US role in the Haitian crisis
Announcing the designation of Haitian gangs as FTOs, US Secretary of State Marco Rubio declared, “the age of impunity for those supporting violence in Haiti is over.”
But the US’s own record tells a different story – one in which Washington has consistently enabled, armed, or propped up the very forces driving the violence in Haiti.
From the brutal US military occupation of Haiti (1915–1934), to Cold War-era support for dictators like François “Papa Doc” and Jean-Claude “Baby Doc” Duvalier, Washington has repeatedly prioritized US economic interests over self-determination for Haitians.
This pattern has continued into the 21st century. The US is accused of having a hand in the overthrow of democratically-elected President Jean-Bertrand Aristide in 2004. The intervention replaced popular rule with foreign-backed transitional regimes that lacked legitimacy and further eroded public institutions.
The result is a Haiti where economic sovereignty has been systematically undermined, creating fertile ground for gang rule to flourish.
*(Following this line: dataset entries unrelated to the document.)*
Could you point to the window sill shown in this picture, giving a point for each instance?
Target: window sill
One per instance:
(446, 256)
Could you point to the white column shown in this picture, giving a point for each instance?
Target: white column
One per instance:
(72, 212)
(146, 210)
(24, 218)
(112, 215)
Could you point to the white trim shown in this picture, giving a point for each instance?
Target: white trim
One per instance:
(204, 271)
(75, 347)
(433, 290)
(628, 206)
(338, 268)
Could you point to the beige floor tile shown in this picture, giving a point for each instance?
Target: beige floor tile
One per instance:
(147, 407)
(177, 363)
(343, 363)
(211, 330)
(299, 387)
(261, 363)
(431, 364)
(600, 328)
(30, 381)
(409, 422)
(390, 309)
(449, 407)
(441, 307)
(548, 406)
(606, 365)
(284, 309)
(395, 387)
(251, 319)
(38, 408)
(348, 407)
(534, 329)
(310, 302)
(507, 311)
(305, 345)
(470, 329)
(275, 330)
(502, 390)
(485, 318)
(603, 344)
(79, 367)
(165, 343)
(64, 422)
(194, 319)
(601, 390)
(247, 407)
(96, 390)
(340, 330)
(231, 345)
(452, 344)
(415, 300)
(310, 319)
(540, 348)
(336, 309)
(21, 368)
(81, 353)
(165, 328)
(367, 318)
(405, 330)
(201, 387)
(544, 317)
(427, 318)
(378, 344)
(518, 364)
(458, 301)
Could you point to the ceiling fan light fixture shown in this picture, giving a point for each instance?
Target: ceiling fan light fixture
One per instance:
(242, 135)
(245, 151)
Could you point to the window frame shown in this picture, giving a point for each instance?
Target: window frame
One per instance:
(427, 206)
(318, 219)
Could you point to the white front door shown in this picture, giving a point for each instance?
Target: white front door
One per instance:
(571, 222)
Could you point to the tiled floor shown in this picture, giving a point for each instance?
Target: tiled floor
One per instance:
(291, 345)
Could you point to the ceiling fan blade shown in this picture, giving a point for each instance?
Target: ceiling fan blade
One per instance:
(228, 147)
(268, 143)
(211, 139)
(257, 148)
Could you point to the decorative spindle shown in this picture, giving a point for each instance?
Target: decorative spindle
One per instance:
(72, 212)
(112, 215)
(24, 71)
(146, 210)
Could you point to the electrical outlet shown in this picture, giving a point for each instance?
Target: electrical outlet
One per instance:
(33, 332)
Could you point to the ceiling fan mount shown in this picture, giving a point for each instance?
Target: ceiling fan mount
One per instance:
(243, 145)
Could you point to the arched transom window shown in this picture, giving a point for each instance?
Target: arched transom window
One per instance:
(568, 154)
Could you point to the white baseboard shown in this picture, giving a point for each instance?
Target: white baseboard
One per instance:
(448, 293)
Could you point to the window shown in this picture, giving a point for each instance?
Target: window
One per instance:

Decades of neoliberal reforms imposed by the IMF and backed by the US have devastated Haiti’s ability to build resilient public services, while foreign NGOs and private interests have often supplanted state functions. The US has repeatedly pushed for elections and “stability” under conditions that benefit foreign capital and political elites, but not the Haitian people.
A country in crisis
Following numerous foreign interventions, Haiti has been teetering on the edge of collapse for years. Drowning in overlapping crises of governance, security, and economic despair since the assassination of President Jovenel Moïse in July 2021, the country has failed to stabilize, with no elected national officials currently in office and the capital fragmented by gang rule. The constant crisis and lack of legitimate authority has created fertile ground for gang rule to flourish.
The United Nations estimates that by the end of 2024, gang violence caused the death of over 5,600 people and displaced more than one million across Haiti. Since January 2025, another 6,000 people have been forced from their homes in the capital alone, as brutal violence ranging from kidnappings to systematic sexual assaults continues.
Efforts to establish a transitional presidential council and appoint a new prime minister have so far stalled amid infighting and skepticism about foreign involvement. Many of the May 5 protesters demanded the resignation of interim Prime Minister Alix Didier Fils-Aimé, the fourth interim PM since Ariel Henry’s assassination, accusing the transitional authorities of lacking legitimacy and failing to protect the population.
The recent discontent comes nearly a year after the arrival of hundreds of Kenyan police officers as part of the Kenya-led Multinational Security Support Mission, authorized by the UN Security Council in October 2023. The mission has the mandate to help stabilize the country and combat the gangs which control significant parts of national territory, and support the Haitian National Police. However, the deployment has faced widespread criticism, with many seeing it as yet another US-backed foreign intervention but with an African face.
Amid clamors for peace and an end to the gang violence, many remain skeptical of foreign troops on Haitian soil given the outcome of previous interventions.
Stability and peace in Haiti, activists insist, cannot be achieved through foreign military occupations and interventions, but must start by supporting sovereign Haitian-led solutions, and redressing decades of economic and political sabotage.